Spotlight on migration to the Persian Gulf States

The economies of Persian Gulf countries expanded between 2005 and 2015. This encouraged millions of migrants to move to the Middle East. Overall, the number of non-displaced, international migrants living in the Middle East grew by 61% between 2005 and 2015, from about 19 to 31 million. Sources of worker include Bangladesh, Ethiopia, India, Pakistan, the Philippines, and Yemen. Two thirds of these migrants are in Saudi Arabia and the United Arab Emirates (source).

The Gulf countries use the “kafala” system of employing migrant workers.
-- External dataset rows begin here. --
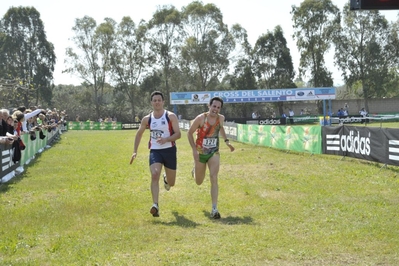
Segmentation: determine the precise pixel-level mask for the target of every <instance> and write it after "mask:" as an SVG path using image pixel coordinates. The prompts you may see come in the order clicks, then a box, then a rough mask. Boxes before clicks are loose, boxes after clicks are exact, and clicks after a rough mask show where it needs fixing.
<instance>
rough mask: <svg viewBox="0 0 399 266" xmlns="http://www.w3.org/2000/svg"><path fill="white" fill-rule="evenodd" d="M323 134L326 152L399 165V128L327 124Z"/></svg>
mask: <svg viewBox="0 0 399 266" xmlns="http://www.w3.org/2000/svg"><path fill="white" fill-rule="evenodd" d="M322 136H323V138H322V139H323V140H322V146H323V147H322V148H323V153H324V154H332V155H340V156H348V157H354V158H358V159H363V160H368V161H375V162H379V163H384V164H389V165H398V166H399V129H392V128H373V127H354V126H345V125H343V126H340V127H328V126H325V127H323V128H322Z"/></svg>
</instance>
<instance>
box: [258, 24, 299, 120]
mask: <svg viewBox="0 0 399 266" xmlns="http://www.w3.org/2000/svg"><path fill="white" fill-rule="evenodd" d="M253 57H254V69H255V71H256V73H257V76H258V77H259V79H260V81H259V84H260V86H261V87H264V88H265V89H282V88H296V85H295V83H294V78H295V71H294V65H293V63H292V57H291V53H290V49H289V48H288V47H287V40H286V39H285V38H284V33H283V30H282V28H281V26H276V28H275V29H274V32H270V31H268V32H267V33H266V34H263V35H262V36H260V37H259V38H258V40H257V41H256V43H255V47H254V51H253ZM277 108H278V111H279V114H280V115H281V114H282V113H283V112H284V110H283V103H282V102H278V103H277Z"/></svg>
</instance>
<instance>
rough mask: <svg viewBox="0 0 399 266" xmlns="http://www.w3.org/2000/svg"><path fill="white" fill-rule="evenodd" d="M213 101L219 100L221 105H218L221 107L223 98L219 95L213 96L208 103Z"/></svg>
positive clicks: (222, 104)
The kafala system binds these migrant workers in a direct relationship with their private sponsoring recruiters or employers to a particular job for a specific period of time. The system codifies the centrality of sponsors, as workers cannot change their employment or leave the country without approval.

The United Nations in 2014 told Qatar the kafala system led to dangerous working conditions and exploitation. Hundreds of foreign workers have died in the massive construction buildup underway for the 2022 World Cup, with estimates that as many as 4,000 workplace deaths could occur. In 2015, Qatar had 1.7 million migrant workers, up from 600K in 2005.

In late 2018 Qatar passed an act which allows some migrant workers to leave; Human Rights Watch criticized it.

Most recently, as their economies have cooled, Gulf countries have been expelling migrants. This has impacted the flow of remittances back to source countries.